Redis has a number of mechanisms for tunable consistency, but none can guarantee strong consistency in a highly available, distributed setup. For persistence to disk, Redis supports an Append-Only-File (AOF) feature where all update commands are written to disk in a file known as a transaction log. In the event of a process restart, the engine will re-run all of these logged commands and reconstruct the data structure state. Because this recovery process takes time, AOF is primarily useful for configurations that can afford to sacrifice availability. When used with replication, data loss can occur if a failover is initiated when a primary fails instead of replaying from the AOF because of asynchronous replication.
Redis can failover to any available replica when a failure occurs. This allows it to be highly available, but also means that to avoid losing an update, all replicas must process it. To ensure this, some customers use a command called WAIT, which can block the calling client until all replicas have acknowledged an update. This technique also does not turn Redis into a strongly consistent system. First, it allows reads to data not yet fully committed by the cluster (a “dirty read”). For example, an order in our retail shopping application may show as being successfully placed even though it could still be lost. Second, writes will fail when any node fails, reducing availability significantly. These caveats are nonstarters for an enterprise-grade database.
MemoryDB: It’s all about the replication log
We built MemoryDB to provide both strong consistency and high availability so customers can use it as a robust primary database. We knew it had to be fully compatible with Redis so customers who already leverage Redis data structures and commands can continue to use them. Like we did with Amazon Aurora, we started designing MemoryDB by decomposing the stack into multiple layers. First, we selected Redis as an in-memory execution engine for performance and compatibility. Reads and writes in MemoryDB still access Redis’ in-memory data structures. Then, we built a brand new on-disk storage and replication system to solve the deficiencies in Redis. This system uses a distributed transaction log to control both durability and replication. We offloaded this log from the in-memory cluster so it scales independently. Clusters with fewer nodes benefit from the same durability and consistency properties as larger clusters.
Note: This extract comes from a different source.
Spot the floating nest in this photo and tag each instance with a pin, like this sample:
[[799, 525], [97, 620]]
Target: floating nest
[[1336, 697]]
The distributed transaction log supports strongly consistent append operations and stores data encrypted in multiple Availability Zones (AZs) for both durability and availability. Every write to Redis is stored on disk in multiple AZs before it becomes visible to a client. This transaction log is then used as a replication bus: the primary node records its updates to the log, and then replicas consume them. This enables replicas to have an eventually consistent view of the data on the primary, providing Redis-compatible access methods.
With a durable transaction log in place, we shifted focus to consistency and high availability. MemoryDB supports lossless failover. We do this by coordinating failover activities using the same transaction log that keeps track of update commands. A replica in steady-state is eventually consistent, but will become strongly consistent during promotion to primary. It must append to the transaction log to failover and is therefore guaranteed to observe all prior committed writes. Before accepting client commands as primary, it applies unobserved changes, which allows the system to provide linearizable consistency for both reads and writes across failovers. This coordination also ensures that there is a single primary, preventing “split brain” problems typical in other database systems under certain networking partitions, where writes can be mistakenly accepted simultaneously by two nodes only to be later thrown away.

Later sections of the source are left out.